The partnership is focused on preventing aviation ground crew members

OSHA Renews Ground Crew Safety Alliance

The partnership will focus on preventing injuries during the operation of ground support equipment, the use of seat belts, slips and falls, ergonomic hazards, and extreme temperatures.

OSHA announced it has renewed its alliance with the Airline Ground Safety Panel in order to continue providing information and training resources to members, ground crew unions, contract firms, and workers. The announcement said the alliance will address worker injuries that occur during operation of ground support equipment; use of seat belts; new and emerging hazards; slips, trips and falls; ergonomic hazards; extreme temperatures; and understanding the rights and responsibilities of workers and employers under the OSH Act.

The panel's representatives come from leading U.S. airlines, such as American, Delta, JetBlue, Southwest, and United; Airlines for America (A4A, formerly the Air Transport Association of America, Inc.); DAL Global Services, LLC, which provides aircraft ground handling services such as ramp and passenger handling, cabin and cargo services, operations and load control, and aircraft and ground support equipment maintenance, at some 140 locations within the United States, Canada, and the Bahamas with more than 14,000 employees; the International Association of Machinists and Aerospace Workers; Menzies Aviation, a global provider of ramp and cargo handling services; and the AFL-CIO's Transportation Trades Department and the Transport Workers Union.

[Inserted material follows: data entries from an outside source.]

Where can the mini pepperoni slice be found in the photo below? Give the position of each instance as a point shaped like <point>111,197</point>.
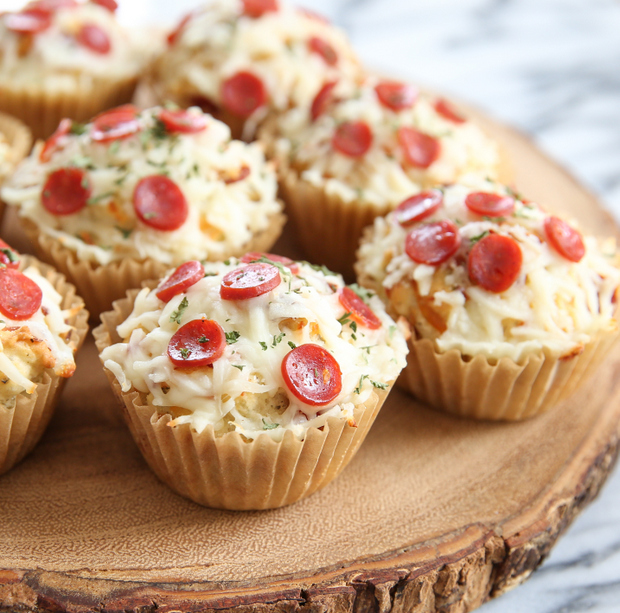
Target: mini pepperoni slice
<point>250,281</point>
<point>254,256</point>
<point>495,262</point>
<point>199,342</point>
<point>257,8</point>
<point>66,191</point>
<point>29,21</point>
<point>111,5</point>
<point>312,374</point>
<point>160,203</point>
<point>444,108</point>
<point>243,93</point>
<point>8,256</point>
<point>489,204</point>
<point>395,95</point>
<point>183,277</point>
<point>52,143</point>
<point>322,100</point>
<point>352,138</point>
<point>94,38</point>
<point>419,149</point>
<point>182,121</point>
<point>418,207</point>
<point>115,124</point>
<point>51,5</point>
<point>324,49</point>
<point>20,296</point>
<point>433,243</point>
<point>358,309</point>
<point>565,240</point>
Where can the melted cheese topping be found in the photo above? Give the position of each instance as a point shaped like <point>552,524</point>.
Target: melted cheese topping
<point>244,390</point>
<point>554,305</point>
<point>382,176</point>
<point>224,214</point>
<point>5,158</point>
<point>55,60</point>
<point>29,347</point>
<point>220,41</point>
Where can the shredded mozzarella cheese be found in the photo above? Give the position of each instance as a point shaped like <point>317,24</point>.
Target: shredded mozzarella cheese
<point>382,176</point>
<point>49,325</point>
<point>555,304</point>
<point>244,390</point>
<point>55,60</point>
<point>224,213</point>
<point>219,41</point>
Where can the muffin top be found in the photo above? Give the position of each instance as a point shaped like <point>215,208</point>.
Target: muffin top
<point>57,43</point>
<point>162,183</point>
<point>261,344</point>
<point>380,141</point>
<point>249,56</point>
<point>34,334</point>
<point>487,272</point>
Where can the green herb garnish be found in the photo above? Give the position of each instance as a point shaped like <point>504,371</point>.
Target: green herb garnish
<point>176,315</point>
<point>232,337</point>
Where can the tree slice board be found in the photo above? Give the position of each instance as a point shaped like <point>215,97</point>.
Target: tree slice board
<point>435,513</point>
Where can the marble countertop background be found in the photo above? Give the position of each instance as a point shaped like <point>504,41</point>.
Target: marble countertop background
<point>552,69</point>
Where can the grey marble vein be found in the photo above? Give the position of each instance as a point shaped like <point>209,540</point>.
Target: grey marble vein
<point>551,68</point>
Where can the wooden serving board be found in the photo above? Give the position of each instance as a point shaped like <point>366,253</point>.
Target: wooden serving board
<point>434,513</point>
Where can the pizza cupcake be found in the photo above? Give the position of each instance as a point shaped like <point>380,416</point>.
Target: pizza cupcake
<point>360,150</point>
<point>64,58</point>
<point>42,324</point>
<point>511,306</point>
<point>242,60</point>
<point>250,384</point>
<point>123,198</point>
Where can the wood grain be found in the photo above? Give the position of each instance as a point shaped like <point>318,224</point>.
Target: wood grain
<point>434,513</point>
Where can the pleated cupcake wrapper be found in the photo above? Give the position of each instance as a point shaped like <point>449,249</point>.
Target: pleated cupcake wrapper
<point>502,391</point>
<point>328,228</point>
<point>42,109</point>
<point>21,427</point>
<point>228,472</point>
<point>99,285</point>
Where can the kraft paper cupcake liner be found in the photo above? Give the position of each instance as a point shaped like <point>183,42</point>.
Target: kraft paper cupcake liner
<point>474,387</point>
<point>327,227</point>
<point>99,285</point>
<point>230,472</point>
<point>42,109</point>
<point>22,426</point>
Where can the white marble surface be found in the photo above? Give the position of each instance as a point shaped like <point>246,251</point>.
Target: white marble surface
<point>551,68</point>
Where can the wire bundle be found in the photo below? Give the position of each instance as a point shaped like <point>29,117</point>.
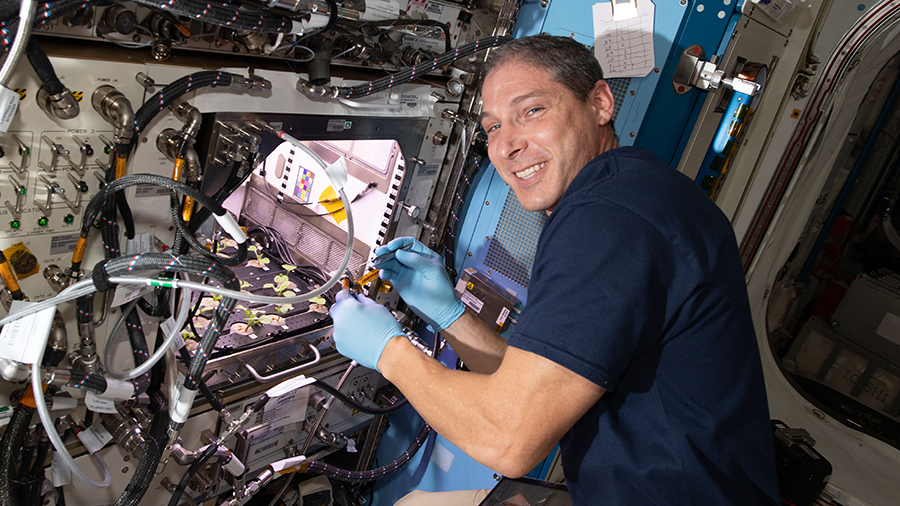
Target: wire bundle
<point>407,74</point>
<point>316,466</point>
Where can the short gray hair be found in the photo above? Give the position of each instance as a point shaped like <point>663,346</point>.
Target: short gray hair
<point>570,62</point>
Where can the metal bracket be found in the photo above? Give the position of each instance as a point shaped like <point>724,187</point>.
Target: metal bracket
<point>272,377</point>
<point>25,153</point>
<point>86,152</point>
<point>20,196</point>
<point>52,187</point>
<point>58,150</point>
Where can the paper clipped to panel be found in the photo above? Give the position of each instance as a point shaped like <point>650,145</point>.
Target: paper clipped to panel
<point>623,37</point>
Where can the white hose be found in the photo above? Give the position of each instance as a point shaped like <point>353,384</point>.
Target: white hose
<point>23,33</point>
<point>160,352</point>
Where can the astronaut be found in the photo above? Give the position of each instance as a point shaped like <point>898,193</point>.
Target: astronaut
<point>636,351</point>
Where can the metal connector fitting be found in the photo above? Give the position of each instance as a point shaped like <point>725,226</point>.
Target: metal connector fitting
<point>116,109</point>
<point>62,105</point>
<point>313,90</point>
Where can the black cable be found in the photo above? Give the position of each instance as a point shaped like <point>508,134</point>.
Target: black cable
<point>407,74</point>
<point>46,12</point>
<point>356,405</point>
<point>153,447</point>
<point>43,68</point>
<point>175,90</point>
<point>198,463</point>
<point>10,444</point>
<point>187,235</point>
<point>182,263</point>
<point>221,14</point>
<point>358,477</point>
<point>415,22</point>
<point>214,401</point>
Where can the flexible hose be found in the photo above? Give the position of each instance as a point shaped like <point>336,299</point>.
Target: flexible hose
<point>195,466</point>
<point>158,354</point>
<point>103,275</point>
<point>43,68</point>
<point>58,443</point>
<point>222,15</point>
<point>13,436</point>
<point>358,477</point>
<point>152,453</point>
<point>23,33</point>
<point>405,75</point>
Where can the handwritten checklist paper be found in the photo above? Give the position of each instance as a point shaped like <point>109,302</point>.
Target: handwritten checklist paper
<point>623,37</point>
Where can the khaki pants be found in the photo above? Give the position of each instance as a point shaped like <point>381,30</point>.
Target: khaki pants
<point>455,498</point>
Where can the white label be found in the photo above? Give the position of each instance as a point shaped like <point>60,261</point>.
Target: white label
<point>94,437</point>
<point>471,301</point>
<point>504,313</point>
<point>23,340</point>
<point>377,10</point>
<point>442,457</point>
<point>623,44</point>
<point>60,403</point>
<point>9,104</point>
<point>167,327</point>
<point>59,472</point>
<point>424,43</point>
<point>142,243</point>
<point>98,404</point>
<point>889,328</point>
<point>127,293</point>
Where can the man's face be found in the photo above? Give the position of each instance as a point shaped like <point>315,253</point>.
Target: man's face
<point>540,134</point>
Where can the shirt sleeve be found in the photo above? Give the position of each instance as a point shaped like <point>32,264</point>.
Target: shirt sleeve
<point>598,291</point>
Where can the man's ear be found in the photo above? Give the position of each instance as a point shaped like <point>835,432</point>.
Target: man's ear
<point>601,98</point>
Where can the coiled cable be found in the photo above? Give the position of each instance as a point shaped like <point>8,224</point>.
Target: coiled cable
<point>407,74</point>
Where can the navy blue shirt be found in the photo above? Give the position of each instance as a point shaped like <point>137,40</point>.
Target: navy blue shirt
<point>637,286</point>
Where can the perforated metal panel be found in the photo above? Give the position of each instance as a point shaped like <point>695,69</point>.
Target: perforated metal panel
<point>511,249</point>
<point>619,86</point>
<point>319,247</point>
<point>288,224</point>
<point>259,207</point>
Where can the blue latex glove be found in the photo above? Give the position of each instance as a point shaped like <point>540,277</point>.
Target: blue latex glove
<point>362,328</point>
<point>419,276</point>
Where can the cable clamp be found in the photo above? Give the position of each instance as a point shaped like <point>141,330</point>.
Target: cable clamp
<point>101,278</point>
<point>228,223</point>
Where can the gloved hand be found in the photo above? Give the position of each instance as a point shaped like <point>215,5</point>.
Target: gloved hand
<point>362,328</point>
<point>420,278</point>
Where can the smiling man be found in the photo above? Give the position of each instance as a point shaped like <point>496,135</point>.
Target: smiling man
<point>636,351</point>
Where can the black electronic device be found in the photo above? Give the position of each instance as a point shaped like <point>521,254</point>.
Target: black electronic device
<point>802,471</point>
<point>527,491</point>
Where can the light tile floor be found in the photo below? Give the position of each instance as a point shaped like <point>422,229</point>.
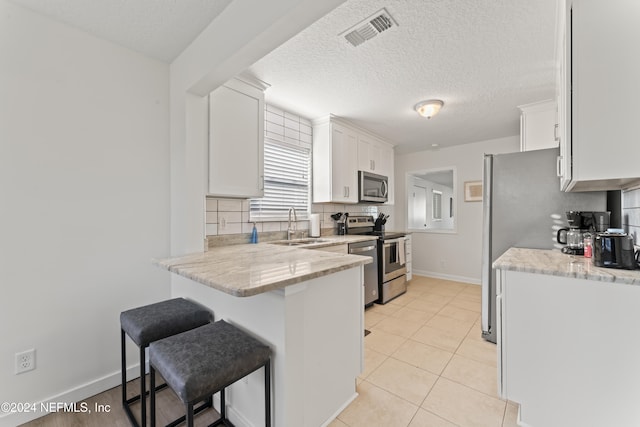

"OSHA and members of the airline industry have worked together in recent years to address safety issues among ground personnel," said Assistant Secretary of Labor for Occupational Safety and Health Dr. David Michaels. "The efforts of our continued alliance with AGSP will go a long way toward keeping workers across the country safe and healthy at the end of every workday."

The alliance will develop toolbox talks on extreme temperatures and a case study on emerging workplace hazards, review existing best practice facts sheets with a focus on the use of seat belts in all ground support equipment, and incorporate ergonomic guidance in existing toolbox talks, case studies, and other guidance resources, according to OSHA.

"Our member airlines are very pleased with the progress that the OSHA Alliance with the Airline Ground Safety Panel has produced over the past seven years," said Airlines for America Vice President and Assistant General Counsel Rob DeLucia. "We look forward to continuing our voluntary, cooperative program with OSHA to further enhance employee safety with our labor union partners and the companies that service our aircraft."